川中島合戦後は武田氏の支配下となった。武田氏が滅亡すると、信長の将森長可(ながよし)が北信濃四郡をあたえられて天正(てんしょう)十年(一五八二)三月末に海津城に入った。しかし六月六日本能寺の変がおきて長可は急ぎ西上した。かわって上杉景勝(かげかつ)が侵入してきて北信濃一帯を支配した。景勝は慶長三年(一五九八)に豊臣秀吉の命で会津に国替えをすることになった。そのさい侍以下奉公人はすべて召し連れることを命じられたので、北信濃の侍はこぞって会津に移住した。そのなかに寺尾源蔵や寺尾九助の名前がある。
景勝の移封のあと、秀吉は海津城に田丸直昌(ただまさ)、飯山城に関一政を配置し、尾張犬山城主の石川光吉(いしこみつよし)とともに太閤(たいこう)蔵入地代官とした。

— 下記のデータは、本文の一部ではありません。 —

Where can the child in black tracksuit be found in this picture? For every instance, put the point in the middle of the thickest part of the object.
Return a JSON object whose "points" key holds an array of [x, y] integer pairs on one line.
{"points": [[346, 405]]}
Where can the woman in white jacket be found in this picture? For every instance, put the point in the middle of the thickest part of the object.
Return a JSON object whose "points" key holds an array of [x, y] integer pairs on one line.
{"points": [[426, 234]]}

太閤検地が終わった八月、田丸は更埴・高井内に四万石を、関は水内内に三万石をあたえられた。
慶長五年田丸・関は美濃国に移封(いほう)され、森忠政が松代一三万七五〇〇石をあたえられた。忠政は慶長七年、領内の総検地を実施した。この検地は家康の検地の制にならい六尺一分の検地竿を用いるものであった。太閤検地の六尺三寸の竿にくらべて面積を多く打ちだし、そのうえ石盛も上げたので北信濃の石高が一九万石に増大したといわれる(『県史』④)。

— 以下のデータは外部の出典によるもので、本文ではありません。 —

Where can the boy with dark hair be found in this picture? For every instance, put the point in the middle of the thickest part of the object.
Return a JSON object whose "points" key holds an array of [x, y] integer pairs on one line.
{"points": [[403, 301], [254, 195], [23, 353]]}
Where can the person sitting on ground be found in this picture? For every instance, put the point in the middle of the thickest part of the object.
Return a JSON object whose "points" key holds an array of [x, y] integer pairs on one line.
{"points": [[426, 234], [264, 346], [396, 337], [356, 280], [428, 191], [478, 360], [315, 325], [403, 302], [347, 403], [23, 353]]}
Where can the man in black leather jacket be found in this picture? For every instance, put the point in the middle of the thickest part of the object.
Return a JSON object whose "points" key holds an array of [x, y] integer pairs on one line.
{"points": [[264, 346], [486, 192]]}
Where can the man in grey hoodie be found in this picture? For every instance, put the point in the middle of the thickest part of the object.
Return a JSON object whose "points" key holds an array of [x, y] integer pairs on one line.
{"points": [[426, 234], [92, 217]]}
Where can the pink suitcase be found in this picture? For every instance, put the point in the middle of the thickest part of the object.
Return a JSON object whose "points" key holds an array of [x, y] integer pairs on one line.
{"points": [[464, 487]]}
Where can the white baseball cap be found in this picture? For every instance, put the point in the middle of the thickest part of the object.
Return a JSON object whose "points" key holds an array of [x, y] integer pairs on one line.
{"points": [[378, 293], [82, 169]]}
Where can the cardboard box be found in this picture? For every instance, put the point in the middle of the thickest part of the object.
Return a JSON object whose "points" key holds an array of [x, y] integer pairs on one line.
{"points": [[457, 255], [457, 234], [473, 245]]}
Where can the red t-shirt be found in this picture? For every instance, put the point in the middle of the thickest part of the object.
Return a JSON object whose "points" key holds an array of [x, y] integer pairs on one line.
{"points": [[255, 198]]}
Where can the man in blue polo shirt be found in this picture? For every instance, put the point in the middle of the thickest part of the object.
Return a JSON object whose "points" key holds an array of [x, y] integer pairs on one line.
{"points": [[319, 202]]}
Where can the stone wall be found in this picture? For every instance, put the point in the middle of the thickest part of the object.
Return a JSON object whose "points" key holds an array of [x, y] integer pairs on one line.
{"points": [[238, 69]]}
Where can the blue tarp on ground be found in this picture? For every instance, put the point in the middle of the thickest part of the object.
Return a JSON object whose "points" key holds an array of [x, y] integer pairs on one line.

森検地での各村の村高を書きあげた『信濃国川中島四郡検地打立之帳』に、西寺尾村(八五〇石七斗一升一合)と杵淵村(四九五石三斗五合)がみられる。慶長八年、忠政は美作(みまさか)国津山(岡山県津山市)に移封された。
忠政のあと家康の六男松平忠輝が松代に封(ほう)ぜられた。忠輝の松代城代花井吉成(はないよしなり)は大久保長安の援助をうけて、裾花川の流路を変えたり、いまも川中島平を潤(うるお)している犀口三堰の開削(かいさく)をおこなったといわれている。
忠輝改易(かいえき)のあと松平忠昌、酒井忠勝と領主があいついでかわった。元和(げんな)八年(一六二二)真田信之(のぶゆき)が上田から移封されてきた。以後明治のはじめまで一〇代二百余年間、この地方は真田氏の支配するところとなった。